Leia mais: BPC/LOAS 2025: quem pode solicitar e como está o crescimento nas concessões

Proteção em caso de aumento temporário da renda

Uma das principais mudanças estabelecidas pela portaria é a possibilidade de manter o BPC mesmo quando houver variação na renda familiar. Isso significa que o benefício não será cortado automaticamente se a renda ultrapassar o limite em um ou mais meses, desde que a média dos últimos 12 meses permaneça dentro do valor permitido.

A nova regra considera que famílias em situação de vulnerabilidade frequentemente enfrentam oscilações de renda, especialmente quando um membro consegue trabalho temporário ou recebe um pagamento eventual.

Conversão automática em auxílio-inclusão

Transição mais simples para quem volta a trabalhar

Outra novidade é a conversão automática do BPC em auxílio-inclusão quando a pessoa com deficiência ingressar no mercado de trabalho.

O auxílio-inclusão é um benefício que representa 50% do valor do BPC — atualmente, R$ 759,00 — e é pago como complemento de renda. Ele pode ser recebido por quem consegue emprego formal ou passa a trabalhar de forma autônoma, desde que a remuneração não ultrapasse dois salários mínimos mensais.

Com a nova portaria, o processo será automático, dispensando a necessidade de novo requerimento. Assim, o beneficiário não enfrentará interrupções no pagamento nem será obrigado a refazer perícias para manter o direito.

O MDS afirma que a medida “assegura uma transição mais estável e incentiva a inclusão produtiva das pessoas com deficiência”.

Incentivo ao emprego e retorno ao benefício

Flexibilização para quem perde o trabalho

O governo também implementou mecanismos para estimular o ingresso no mercado de trabalho entre beneficiários do BPC, sem que isso gere prejuízos imediatos.

Caso a pessoa com deficiência que recebe o BPC consiga um emprego com remuneração de até dois salários mínimos, ela continuará recebendo metade do benefício junto com o salário.

Se o trabalhador perder o emprego, o BPC será restabelecido automaticamente, sem a necessidade de voltar à fila de perícia médica ou de novo pedido administrativo.

Segundo o ministro Wellington Dias, essa medida “reconhece a realidade das famílias brasileiras e dá mais segurança para quem tenta melhorar de vida”.

Atualização do Cadastro Único

Obrigatoriedade de manter os dados atualizados

Os beneficiários do BPC ou seus representantes legais deverão manter o Cadastro Único (CadÚnico) sempre atualizado.
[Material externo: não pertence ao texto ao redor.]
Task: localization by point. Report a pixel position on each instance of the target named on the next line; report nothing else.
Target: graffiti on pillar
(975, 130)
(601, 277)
A atualização é obrigatória sempre que houver:

  • Mudança de endereço;
  • Alteração na composição familiar;
  • Inclusão ou exclusão de membros;
  • Modificação significativa na renda.

A renda familiar será calculada com base no mês do requerimento ou da revisão, levando em conta as informações do CadÚnico e de outras bases de dados oficiais do governo federal.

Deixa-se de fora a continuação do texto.